2009: Planeta Verde geht online. Im März erscheint die erste Ausgabe unseres Reise- und
Kundenmagazins „Aldabra“, das einen Katalog an ausgesuchten Reisen präsentiert. Titelthema des Magazins ist der Inselstaat Madagaskar. Weitere ausführliche Berichte behandeln attraktive Reiseziele wie Galapagos oder Spitzbergen. Das Magazin ist kein Werbeprospekt, sondern eine hochwertige Publikation. Die informativen Artikel wurden von Journalisten verfasst und legen gleichermaßen bekannte wie vielleicht auch unvermutete Aspekte der Zielorte offen. „Aldabra“ entwickelt sich zu einem Erfolg.

2010: Wir nehmen die unter deutscher Reiseleitung stehende Lodge-Safari Botswana in unser Programm auf. Zudem bieten wir zum ersten Mal eine Tour in das brasilianische Pantanal an: Hier können unsere Kunden wilde Jaguare beobachten. Und noch eine Zugabe: Planeta Verde präsentiert eine ausgefall ene Expedition in den nur schwer zugänglichen Hemis-Nationalpark in Ladakh. Es gilt, die Welt des scheuen Schneeleopard kennenzulernen.

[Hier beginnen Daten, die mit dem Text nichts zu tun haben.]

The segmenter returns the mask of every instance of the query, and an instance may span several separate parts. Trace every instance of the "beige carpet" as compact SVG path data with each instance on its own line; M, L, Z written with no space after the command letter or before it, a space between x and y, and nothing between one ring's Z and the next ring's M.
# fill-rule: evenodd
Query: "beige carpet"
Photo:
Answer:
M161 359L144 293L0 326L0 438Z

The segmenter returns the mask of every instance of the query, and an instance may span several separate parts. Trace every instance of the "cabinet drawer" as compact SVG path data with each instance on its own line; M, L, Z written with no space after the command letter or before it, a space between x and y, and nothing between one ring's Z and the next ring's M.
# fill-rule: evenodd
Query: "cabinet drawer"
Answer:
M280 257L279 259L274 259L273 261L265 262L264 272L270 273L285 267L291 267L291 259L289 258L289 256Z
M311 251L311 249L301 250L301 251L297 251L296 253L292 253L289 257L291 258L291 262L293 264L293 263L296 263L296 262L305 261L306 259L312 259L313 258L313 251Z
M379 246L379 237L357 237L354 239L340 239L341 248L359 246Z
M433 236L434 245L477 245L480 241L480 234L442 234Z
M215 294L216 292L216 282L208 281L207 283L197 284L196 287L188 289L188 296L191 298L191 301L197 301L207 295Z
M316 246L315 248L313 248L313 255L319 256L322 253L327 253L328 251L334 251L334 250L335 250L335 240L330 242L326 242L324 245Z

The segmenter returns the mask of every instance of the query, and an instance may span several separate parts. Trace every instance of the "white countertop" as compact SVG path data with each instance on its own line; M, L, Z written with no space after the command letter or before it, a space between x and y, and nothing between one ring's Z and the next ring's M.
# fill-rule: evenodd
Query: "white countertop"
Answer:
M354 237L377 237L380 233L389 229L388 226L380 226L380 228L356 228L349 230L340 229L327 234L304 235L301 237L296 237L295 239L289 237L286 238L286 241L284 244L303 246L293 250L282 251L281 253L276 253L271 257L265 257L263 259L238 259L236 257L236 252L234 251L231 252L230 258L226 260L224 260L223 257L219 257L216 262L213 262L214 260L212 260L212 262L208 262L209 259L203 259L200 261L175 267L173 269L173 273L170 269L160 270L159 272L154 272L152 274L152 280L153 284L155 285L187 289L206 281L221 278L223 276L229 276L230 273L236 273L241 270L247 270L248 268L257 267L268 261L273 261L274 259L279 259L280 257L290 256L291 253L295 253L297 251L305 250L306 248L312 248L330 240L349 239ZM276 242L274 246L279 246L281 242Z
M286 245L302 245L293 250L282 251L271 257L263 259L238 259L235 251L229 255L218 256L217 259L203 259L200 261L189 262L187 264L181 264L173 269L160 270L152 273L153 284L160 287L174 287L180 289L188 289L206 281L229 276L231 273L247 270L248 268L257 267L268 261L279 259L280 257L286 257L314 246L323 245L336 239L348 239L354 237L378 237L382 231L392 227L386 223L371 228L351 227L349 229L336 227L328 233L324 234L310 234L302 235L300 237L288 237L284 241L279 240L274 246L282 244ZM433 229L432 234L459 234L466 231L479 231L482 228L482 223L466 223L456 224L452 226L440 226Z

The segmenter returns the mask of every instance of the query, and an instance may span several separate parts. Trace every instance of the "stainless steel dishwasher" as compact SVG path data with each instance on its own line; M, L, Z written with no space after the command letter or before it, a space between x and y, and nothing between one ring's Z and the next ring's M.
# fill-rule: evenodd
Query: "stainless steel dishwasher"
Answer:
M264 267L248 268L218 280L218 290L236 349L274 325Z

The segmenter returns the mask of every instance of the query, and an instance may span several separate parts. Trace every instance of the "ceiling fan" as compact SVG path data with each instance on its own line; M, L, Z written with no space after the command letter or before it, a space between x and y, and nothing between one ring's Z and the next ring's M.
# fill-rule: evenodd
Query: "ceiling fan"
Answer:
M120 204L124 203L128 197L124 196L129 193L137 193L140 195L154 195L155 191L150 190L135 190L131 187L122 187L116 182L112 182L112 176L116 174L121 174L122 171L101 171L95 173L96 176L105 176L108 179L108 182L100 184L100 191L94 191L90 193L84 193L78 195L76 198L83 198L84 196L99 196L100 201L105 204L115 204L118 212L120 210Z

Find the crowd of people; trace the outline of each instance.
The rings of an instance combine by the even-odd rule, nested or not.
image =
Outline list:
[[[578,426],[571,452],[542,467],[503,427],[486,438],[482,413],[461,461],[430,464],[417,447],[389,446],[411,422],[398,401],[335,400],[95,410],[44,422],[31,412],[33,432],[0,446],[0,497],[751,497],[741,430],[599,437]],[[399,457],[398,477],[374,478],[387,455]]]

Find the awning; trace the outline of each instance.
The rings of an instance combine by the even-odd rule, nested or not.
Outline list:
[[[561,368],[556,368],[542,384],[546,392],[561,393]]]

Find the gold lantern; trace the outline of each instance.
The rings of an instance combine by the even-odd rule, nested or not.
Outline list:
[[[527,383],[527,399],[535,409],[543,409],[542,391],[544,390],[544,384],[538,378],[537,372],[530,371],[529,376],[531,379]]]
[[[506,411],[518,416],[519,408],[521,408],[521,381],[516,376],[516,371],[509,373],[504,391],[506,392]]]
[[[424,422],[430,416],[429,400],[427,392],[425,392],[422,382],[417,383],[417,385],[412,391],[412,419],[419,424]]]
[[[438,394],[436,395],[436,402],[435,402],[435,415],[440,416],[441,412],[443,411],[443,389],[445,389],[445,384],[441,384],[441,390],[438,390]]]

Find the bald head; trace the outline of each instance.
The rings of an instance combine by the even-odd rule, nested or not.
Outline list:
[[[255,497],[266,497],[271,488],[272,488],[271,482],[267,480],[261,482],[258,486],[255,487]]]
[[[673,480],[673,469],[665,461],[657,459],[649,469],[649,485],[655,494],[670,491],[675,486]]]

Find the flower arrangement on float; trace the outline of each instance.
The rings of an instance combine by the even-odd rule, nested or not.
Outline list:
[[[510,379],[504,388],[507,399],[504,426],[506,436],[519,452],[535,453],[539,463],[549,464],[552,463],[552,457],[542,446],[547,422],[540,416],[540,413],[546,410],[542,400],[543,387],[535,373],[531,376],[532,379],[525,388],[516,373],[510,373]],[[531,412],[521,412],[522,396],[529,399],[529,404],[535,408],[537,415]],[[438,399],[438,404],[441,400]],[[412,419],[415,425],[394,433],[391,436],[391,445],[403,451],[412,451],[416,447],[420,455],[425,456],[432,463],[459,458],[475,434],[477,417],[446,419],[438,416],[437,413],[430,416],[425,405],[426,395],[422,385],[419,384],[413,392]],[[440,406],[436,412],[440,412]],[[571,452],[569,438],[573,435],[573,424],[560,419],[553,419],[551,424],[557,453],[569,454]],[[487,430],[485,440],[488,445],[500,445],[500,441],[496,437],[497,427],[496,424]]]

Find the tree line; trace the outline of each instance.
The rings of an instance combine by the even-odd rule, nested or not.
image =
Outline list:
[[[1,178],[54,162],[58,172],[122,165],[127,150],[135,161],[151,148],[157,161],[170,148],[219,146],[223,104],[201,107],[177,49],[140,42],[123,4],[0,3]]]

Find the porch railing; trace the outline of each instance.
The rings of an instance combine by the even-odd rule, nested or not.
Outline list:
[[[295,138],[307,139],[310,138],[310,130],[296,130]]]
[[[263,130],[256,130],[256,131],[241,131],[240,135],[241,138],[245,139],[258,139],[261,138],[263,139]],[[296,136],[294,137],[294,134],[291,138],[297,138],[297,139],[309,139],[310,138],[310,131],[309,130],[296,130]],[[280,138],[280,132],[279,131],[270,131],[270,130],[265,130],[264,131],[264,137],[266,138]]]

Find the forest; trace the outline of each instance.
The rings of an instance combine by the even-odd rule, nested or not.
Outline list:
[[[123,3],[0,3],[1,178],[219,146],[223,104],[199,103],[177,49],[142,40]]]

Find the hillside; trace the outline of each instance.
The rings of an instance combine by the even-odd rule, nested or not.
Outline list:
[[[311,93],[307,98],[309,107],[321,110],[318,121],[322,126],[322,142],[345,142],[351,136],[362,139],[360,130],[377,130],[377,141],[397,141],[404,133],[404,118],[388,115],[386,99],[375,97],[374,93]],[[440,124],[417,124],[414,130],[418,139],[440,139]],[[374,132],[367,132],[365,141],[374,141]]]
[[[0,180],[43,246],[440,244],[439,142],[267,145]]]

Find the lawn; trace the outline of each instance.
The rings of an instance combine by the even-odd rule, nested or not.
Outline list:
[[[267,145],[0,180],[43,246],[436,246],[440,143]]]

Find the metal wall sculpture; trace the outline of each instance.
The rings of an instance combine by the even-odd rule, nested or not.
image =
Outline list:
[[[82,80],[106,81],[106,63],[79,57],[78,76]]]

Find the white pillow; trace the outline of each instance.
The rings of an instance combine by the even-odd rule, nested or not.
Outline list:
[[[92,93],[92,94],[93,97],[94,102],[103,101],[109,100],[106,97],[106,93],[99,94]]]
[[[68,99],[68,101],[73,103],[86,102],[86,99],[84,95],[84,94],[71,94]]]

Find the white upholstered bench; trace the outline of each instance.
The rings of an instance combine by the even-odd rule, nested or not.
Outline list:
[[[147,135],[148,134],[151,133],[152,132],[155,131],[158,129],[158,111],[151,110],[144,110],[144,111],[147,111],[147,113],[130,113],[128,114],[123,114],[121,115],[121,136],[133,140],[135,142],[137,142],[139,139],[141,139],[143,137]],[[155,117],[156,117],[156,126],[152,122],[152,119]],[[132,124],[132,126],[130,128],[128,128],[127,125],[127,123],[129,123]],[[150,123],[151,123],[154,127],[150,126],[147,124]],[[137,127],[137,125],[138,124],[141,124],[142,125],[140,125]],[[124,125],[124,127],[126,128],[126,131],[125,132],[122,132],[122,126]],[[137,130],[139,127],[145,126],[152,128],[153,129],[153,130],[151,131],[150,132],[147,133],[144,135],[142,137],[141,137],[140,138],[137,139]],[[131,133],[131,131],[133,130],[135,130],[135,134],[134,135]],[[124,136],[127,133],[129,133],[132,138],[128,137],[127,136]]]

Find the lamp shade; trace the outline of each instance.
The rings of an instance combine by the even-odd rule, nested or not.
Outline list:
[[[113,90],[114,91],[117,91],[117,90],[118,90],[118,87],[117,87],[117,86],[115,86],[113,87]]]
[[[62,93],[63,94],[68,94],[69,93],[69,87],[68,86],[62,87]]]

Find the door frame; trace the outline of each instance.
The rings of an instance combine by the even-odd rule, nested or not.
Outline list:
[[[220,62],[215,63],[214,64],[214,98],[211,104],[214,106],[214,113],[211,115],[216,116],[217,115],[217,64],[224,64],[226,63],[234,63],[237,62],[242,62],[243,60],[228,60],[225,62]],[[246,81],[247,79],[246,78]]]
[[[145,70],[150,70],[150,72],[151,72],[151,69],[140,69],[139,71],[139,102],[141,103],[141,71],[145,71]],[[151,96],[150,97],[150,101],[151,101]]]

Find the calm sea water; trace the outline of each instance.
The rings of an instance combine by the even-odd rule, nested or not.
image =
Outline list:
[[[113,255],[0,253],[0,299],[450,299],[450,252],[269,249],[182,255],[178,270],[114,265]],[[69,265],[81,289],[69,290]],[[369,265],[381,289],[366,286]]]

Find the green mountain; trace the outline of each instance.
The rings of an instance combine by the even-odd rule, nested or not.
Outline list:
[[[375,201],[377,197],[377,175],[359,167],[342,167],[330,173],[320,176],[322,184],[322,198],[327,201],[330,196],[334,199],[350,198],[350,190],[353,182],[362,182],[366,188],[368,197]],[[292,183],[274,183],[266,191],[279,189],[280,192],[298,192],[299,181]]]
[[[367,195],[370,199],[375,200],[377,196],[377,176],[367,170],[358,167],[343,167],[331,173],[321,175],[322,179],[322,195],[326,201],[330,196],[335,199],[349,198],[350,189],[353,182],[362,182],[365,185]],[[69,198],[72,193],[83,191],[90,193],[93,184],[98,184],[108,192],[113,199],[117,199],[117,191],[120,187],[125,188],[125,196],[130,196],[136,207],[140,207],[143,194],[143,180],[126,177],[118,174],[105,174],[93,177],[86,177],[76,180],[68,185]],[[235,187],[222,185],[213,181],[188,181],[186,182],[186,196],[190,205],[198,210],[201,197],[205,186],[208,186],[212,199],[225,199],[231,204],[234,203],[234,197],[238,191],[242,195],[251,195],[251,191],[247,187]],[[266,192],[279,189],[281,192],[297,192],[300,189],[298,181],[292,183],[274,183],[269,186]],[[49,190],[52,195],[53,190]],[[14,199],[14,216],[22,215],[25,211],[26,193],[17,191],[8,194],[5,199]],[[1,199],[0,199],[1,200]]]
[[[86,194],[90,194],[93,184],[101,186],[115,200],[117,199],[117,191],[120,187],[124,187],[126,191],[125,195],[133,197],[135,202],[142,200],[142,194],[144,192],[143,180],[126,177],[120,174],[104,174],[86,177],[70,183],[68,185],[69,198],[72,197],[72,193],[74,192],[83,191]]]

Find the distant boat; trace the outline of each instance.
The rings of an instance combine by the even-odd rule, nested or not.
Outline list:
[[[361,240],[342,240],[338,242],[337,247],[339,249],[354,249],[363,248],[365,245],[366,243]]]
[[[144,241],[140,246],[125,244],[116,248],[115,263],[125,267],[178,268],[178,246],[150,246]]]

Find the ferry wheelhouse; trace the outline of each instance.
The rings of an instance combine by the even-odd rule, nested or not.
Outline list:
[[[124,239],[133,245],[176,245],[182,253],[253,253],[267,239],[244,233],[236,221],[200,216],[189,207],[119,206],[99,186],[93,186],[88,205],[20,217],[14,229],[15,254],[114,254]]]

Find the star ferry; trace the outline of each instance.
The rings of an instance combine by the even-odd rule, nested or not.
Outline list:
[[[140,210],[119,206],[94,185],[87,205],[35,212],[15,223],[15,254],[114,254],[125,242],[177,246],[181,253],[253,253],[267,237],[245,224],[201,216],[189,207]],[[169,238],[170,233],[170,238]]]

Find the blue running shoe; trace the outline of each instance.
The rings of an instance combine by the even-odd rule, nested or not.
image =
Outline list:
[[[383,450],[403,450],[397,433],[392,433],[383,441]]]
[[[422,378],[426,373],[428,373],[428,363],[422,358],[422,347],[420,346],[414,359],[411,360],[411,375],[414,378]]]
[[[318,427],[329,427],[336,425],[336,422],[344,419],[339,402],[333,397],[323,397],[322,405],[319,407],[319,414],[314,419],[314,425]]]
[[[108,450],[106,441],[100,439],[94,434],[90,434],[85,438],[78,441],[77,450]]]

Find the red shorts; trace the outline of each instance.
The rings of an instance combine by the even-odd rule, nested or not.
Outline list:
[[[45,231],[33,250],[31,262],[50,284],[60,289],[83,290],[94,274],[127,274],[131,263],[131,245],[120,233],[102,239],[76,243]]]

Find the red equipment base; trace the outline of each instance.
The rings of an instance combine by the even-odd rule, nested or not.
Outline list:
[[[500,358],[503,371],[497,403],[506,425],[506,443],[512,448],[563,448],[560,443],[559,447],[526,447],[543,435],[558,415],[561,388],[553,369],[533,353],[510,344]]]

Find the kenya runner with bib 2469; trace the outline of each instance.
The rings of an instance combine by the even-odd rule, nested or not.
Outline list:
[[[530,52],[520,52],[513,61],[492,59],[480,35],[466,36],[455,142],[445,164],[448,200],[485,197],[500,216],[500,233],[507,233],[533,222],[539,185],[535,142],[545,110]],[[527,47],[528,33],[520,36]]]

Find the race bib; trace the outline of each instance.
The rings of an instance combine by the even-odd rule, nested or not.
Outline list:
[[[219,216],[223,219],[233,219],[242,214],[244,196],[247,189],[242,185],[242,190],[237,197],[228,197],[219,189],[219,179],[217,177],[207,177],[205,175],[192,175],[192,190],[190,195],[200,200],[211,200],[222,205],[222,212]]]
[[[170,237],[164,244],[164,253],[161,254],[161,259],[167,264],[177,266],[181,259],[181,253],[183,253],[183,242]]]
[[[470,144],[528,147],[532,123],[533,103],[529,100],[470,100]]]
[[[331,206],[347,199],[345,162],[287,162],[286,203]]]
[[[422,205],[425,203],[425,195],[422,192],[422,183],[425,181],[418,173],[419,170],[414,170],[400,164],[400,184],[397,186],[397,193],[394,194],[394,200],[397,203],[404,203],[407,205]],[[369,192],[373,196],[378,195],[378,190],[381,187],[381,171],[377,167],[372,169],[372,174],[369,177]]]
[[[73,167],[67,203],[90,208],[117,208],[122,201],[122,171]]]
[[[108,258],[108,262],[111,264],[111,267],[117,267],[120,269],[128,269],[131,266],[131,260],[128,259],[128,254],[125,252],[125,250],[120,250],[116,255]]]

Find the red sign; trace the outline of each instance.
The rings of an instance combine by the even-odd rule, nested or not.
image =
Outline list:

2011: Nach dem Erfolg der ersten „Aldabra“-Ausgabe veröffentlicht Planeta Verde die zweite
Ausgabe des Reisemagazins. Schwerpunkt des Hefts: das brasilianische Pantanal. Daneben
berichtet das Team über die Orang-Utans auf Borneo sowie recht unbekannte Reiseperlen wie Gabun und São Tomé. Das Programm wird durch die neuen Reiseziele Sambia und Uganda ergänzt, wobei es sich bei der Kurzsafari nach Uganda um eine Low-Budget-Reise handelt. Reisebuchautor und Journalist Thomas Bauer bereist 2011 mit uns den Hemis-Nationalpark in Ladakh. Es gelingt, gleich zweimal einen Blick auf die scheuen Schneeleoparden zu werfen. Thomas Bauer hat über diese Expedition ein Reisebuch geschrieben, das 2012 veröffentlicht wird.